Ma première agression homophobe ...
Champs-Elysées, 21.09.07, 17h12. Mon copain et moi nous embrassons, lorsqu’un homme, la cinquantaine, origine arabe (*), se dirige vers nous et nous donne un coup de poing dans la poitrine – un chacun, nous criant que nous l’agressons et que nous devrions avoir honte.
Culotté, cet homme, tout de même. Pas de réaction de ma part, je me demande ce qui se passe – mon copain réagit et le repousse. Les passants doivent se retourner et s’écarter – ah, le courage parisien ! Un homme, la cinquantaine là encore, s’interpose entre nous et le premier. Et d’expliquer au premier homme qu’il a un comportement homophobe, que c’est lui qui nous agresse, pas le contraire.
Le premier ne semble pas comprendre.
Derrière, alors que mon copain laissait le second homme régler cela avec le premier, je commence à m’énerver et à sortir des phrases complètement inadaptées au public, du genre « si vous avez un problème avec votre inconscient, allez voir un psychiatre ». Jérémy, encore un effort pour te faire comprendre… Vivre ou ne pas vivre dans sa bulle ?
A savoir qu’on a légalement droit à une réaction « proportionnée », et légitimement droit de s’énerver. Dommage qu’il n’y ait pas eu quelque flic dans le coin, il y a en a normalement tous les trente mètres sur les Champs, j’aurais porté plainte, et la justice aurait peut-être permis à cet homme de prendre conscience que ses actes étaient totalement inappropriés.

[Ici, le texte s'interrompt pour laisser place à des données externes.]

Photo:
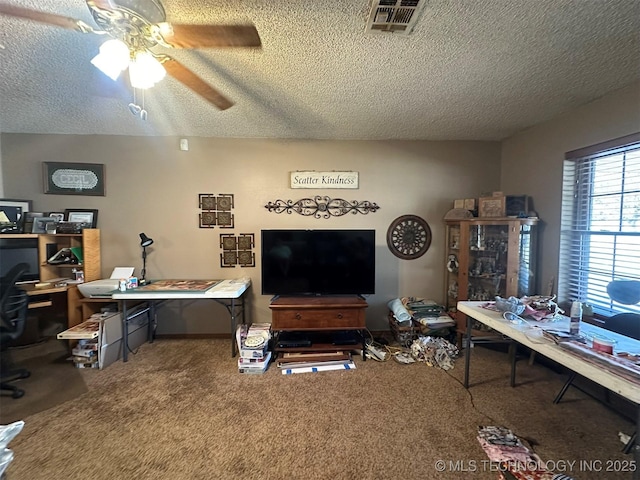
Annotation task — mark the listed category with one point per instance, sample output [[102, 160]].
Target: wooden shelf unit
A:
[[89, 241], [496, 256]]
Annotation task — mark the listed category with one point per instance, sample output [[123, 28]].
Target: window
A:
[[600, 234]]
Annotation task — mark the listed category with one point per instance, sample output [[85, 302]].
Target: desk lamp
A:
[[144, 243]]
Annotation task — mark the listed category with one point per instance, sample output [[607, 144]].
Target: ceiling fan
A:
[[136, 27]]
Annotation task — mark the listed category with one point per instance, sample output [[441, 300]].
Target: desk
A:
[[229, 293], [530, 337]]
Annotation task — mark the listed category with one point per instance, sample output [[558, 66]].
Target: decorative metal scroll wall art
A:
[[322, 207], [216, 210], [237, 250]]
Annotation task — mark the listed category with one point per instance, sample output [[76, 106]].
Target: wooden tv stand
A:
[[319, 316]]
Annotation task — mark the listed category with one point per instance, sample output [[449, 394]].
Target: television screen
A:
[[18, 250], [318, 262]]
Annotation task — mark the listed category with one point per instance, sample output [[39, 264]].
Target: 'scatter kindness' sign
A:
[[313, 179]]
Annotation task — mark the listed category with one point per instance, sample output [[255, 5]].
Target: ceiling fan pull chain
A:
[[143, 112]]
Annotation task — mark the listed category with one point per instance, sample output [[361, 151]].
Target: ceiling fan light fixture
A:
[[145, 70], [112, 59]]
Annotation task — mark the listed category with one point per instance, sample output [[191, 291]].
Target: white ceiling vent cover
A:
[[394, 16]]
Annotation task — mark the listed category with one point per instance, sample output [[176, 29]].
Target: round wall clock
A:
[[409, 237]]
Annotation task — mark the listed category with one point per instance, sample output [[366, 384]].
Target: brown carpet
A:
[[53, 381], [179, 410]]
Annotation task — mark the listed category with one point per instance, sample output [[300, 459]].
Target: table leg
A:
[[513, 348], [125, 332], [467, 358], [232, 311], [151, 332]]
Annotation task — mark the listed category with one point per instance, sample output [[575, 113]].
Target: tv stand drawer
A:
[[299, 319]]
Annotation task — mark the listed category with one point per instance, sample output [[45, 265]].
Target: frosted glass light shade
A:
[[112, 59]]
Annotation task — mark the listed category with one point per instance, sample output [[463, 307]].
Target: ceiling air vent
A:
[[394, 16]]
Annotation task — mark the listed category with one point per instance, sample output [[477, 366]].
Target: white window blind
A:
[[600, 234]]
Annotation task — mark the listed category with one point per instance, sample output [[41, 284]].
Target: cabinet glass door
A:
[[488, 260]]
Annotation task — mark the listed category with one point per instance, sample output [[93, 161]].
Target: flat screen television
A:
[[318, 262], [18, 250]]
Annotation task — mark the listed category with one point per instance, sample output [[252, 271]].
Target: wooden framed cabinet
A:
[[320, 320], [489, 257]]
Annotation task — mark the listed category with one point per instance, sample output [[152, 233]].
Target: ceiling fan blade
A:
[[195, 83], [44, 17], [205, 36]]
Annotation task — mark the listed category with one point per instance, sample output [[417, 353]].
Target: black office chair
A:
[[14, 303], [626, 292]]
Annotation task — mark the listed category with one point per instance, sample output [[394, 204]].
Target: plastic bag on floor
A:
[[7, 433]]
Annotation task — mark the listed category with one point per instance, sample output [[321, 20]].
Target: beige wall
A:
[[153, 187], [532, 161]]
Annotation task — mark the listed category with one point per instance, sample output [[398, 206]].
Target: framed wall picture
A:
[[64, 178], [491, 207], [82, 215]]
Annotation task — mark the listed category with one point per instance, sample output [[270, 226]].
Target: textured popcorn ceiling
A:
[[472, 69]]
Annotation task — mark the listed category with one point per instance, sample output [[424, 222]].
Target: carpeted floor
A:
[[52, 381], [179, 410]]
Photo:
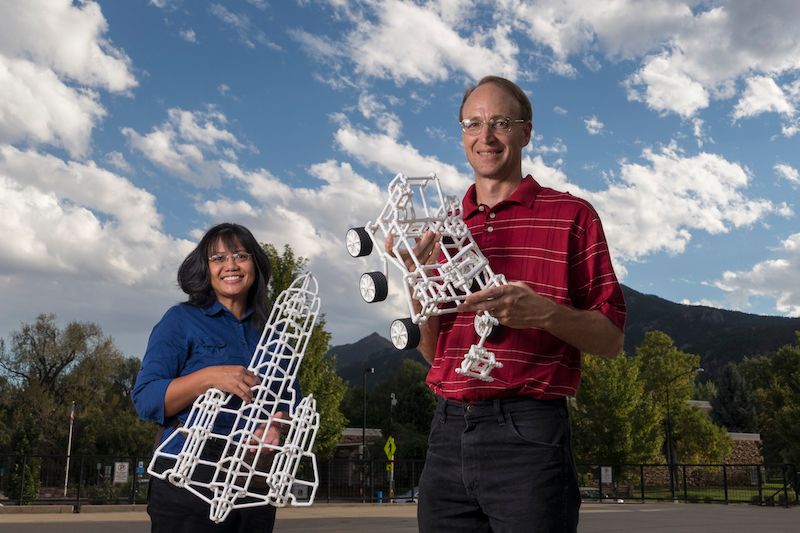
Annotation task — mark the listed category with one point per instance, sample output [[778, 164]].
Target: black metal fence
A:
[[764, 484], [41, 479]]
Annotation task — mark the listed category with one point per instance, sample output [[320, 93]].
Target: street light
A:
[[369, 370], [670, 446]]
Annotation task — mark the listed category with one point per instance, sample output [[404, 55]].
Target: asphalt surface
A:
[[401, 518]]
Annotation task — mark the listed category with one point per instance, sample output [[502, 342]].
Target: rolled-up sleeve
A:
[[167, 350]]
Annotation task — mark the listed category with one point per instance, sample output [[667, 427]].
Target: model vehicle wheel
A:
[[373, 286], [404, 334], [358, 242]]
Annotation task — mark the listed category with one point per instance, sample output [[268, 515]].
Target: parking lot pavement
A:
[[401, 518]]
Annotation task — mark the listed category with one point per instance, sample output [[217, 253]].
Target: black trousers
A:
[[176, 510], [502, 466]]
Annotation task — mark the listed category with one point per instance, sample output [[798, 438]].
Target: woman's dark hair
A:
[[194, 278], [526, 111]]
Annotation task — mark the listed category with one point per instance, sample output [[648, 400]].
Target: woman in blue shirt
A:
[[205, 342]]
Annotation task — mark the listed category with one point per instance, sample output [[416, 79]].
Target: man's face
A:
[[494, 155]]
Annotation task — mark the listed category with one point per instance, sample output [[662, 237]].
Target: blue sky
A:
[[128, 128]]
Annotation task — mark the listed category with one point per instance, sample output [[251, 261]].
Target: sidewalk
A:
[[401, 518]]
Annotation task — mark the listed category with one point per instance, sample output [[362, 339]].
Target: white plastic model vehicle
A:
[[250, 471], [415, 206]]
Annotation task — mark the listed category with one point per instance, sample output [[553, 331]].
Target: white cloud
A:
[[394, 156], [189, 36], [314, 220], [118, 161], [772, 278], [79, 220], [53, 55], [38, 108], [666, 88], [656, 205], [405, 41], [190, 144], [593, 126], [67, 38], [762, 95], [700, 136], [788, 173]]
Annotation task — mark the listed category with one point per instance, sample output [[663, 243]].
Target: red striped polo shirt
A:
[[554, 242]]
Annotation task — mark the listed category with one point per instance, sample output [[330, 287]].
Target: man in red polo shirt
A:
[[500, 455]]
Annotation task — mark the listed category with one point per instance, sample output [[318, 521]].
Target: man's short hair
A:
[[512, 88]]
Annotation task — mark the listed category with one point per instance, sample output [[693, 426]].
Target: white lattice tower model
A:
[[416, 205], [250, 471]]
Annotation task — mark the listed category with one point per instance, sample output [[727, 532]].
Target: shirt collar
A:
[[524, 194], [217, 308]]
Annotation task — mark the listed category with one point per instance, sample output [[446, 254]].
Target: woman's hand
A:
[[273, 434], [183, 391], [234, 379]]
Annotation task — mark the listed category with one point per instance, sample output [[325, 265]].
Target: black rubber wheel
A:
[[374, 287], [405, 334], [358, 242]]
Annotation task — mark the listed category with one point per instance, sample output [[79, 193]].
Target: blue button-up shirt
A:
[[188, 339]]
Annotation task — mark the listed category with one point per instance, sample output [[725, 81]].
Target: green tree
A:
[[47, 368], [668, 376], [614, 420], [733, 406], [409, 421], [776, 383], [317, 373]]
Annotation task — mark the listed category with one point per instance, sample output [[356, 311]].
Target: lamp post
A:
[[368, 370], [392, 403], [670, 446]]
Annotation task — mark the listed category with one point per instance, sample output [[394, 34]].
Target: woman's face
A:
[[231, 279]]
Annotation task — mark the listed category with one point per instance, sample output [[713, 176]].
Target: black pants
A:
[[502, 466], [176, 510]]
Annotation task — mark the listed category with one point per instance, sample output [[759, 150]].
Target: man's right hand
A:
[[427, 250]]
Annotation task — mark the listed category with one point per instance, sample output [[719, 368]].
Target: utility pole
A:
[[69, 447]]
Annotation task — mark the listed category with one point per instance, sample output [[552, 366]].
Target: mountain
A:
[[716, 335], [373, 351]]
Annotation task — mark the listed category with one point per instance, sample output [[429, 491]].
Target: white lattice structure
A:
[[416, 205], [250, 472]]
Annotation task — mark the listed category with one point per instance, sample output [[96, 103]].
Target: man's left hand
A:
[[515, 305]]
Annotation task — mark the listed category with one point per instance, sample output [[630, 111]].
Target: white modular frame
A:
[[415, 206], [250, 471]]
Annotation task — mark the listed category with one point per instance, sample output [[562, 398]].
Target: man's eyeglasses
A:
[[473, 126], [238, 257]]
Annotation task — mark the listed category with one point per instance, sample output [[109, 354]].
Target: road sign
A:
[[390, 448], [120, 472]]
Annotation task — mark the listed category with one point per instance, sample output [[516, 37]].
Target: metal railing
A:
[[42, 479], [758, 484]]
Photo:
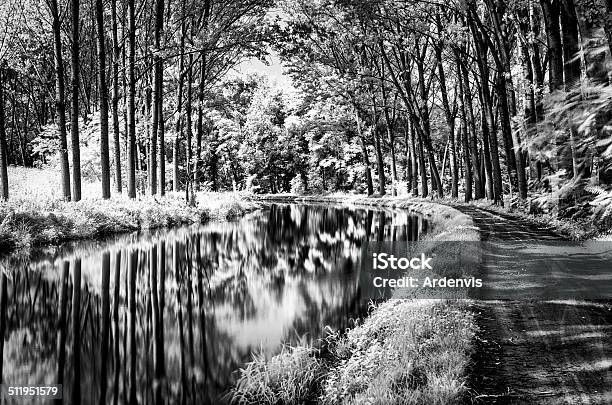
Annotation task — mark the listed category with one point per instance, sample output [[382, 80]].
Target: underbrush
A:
[[405, 352], [34, 217]]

Ce qui est emmerdant dans l’affaire, c’est que ce premier type se soit senti suffisamment dans son bon droit pour oser attenter à notre intégrité physique, et soit reparti en étant toujours persuadé d’avoir raison.
En conclusion, les vieux cons mourront avant nous, mais il importe, dans une société démocratique réelle, de promouvoir l’acceptation de l’autre dans ses différences, et accessoirement de faire en sorte qu’il y ait le moins de cons possibles. C’est l’endroit rêvé dans ma conclusion pour sortir qu’untel disait qu’on jugeait de la santé d’une société à sa capacité à intégrer ses marges.
Car il n’y a aucun mérite à accepter ce qui ne nous dérange pas. Il faut par exemple accepter les femmes fantômes (*) tout de noir vêtues dont on ne voit que les yeux, quitte à aller discuter posément avec elles de religion, rites, dogmes et pratiques, en se disant bien qu’on ne sera pas d’accord, mais qu’enfin, ce n’est pas une raison pour les empêcher de vivre ! Je n’ai jamais discuté avec une femme voilée, ça reste finalement aussi conceptuel qu’absurde pour moi. Mais jamais je n’irais en agresser une dans la rue…
Il faut impérieusement continuer à faire acte de visibilité et de banalisation. Pour lutter contre la bêtise et l’ignorance. Il faut prendre des risques.
Est-ce que j’ose ?…
Homosexuel(le)s de tous les pays, embrassez-vous !
(*) : un autre jour, le débat sur l’acceptation de l’homosexualité dans les pays arabes, dans la culture héritée de ces pays, et sur la religion.
22/09/07 - 12:44
nos gouvernements sont aussi complices: il acceptent les protestations des pays islamiques contre l'enlèvement du voile lors des contrôles de nos aéroports mais ne disent rien lorsque ces régimes torturent et assassinent des homosexuels.
bof, en Justice, tu aurais sutout perdu ton temps...
oui, embrassons-nous! :))
surtout devant les femmes voilées! (zut, g coché 'exhibitionnisme: jamais'!)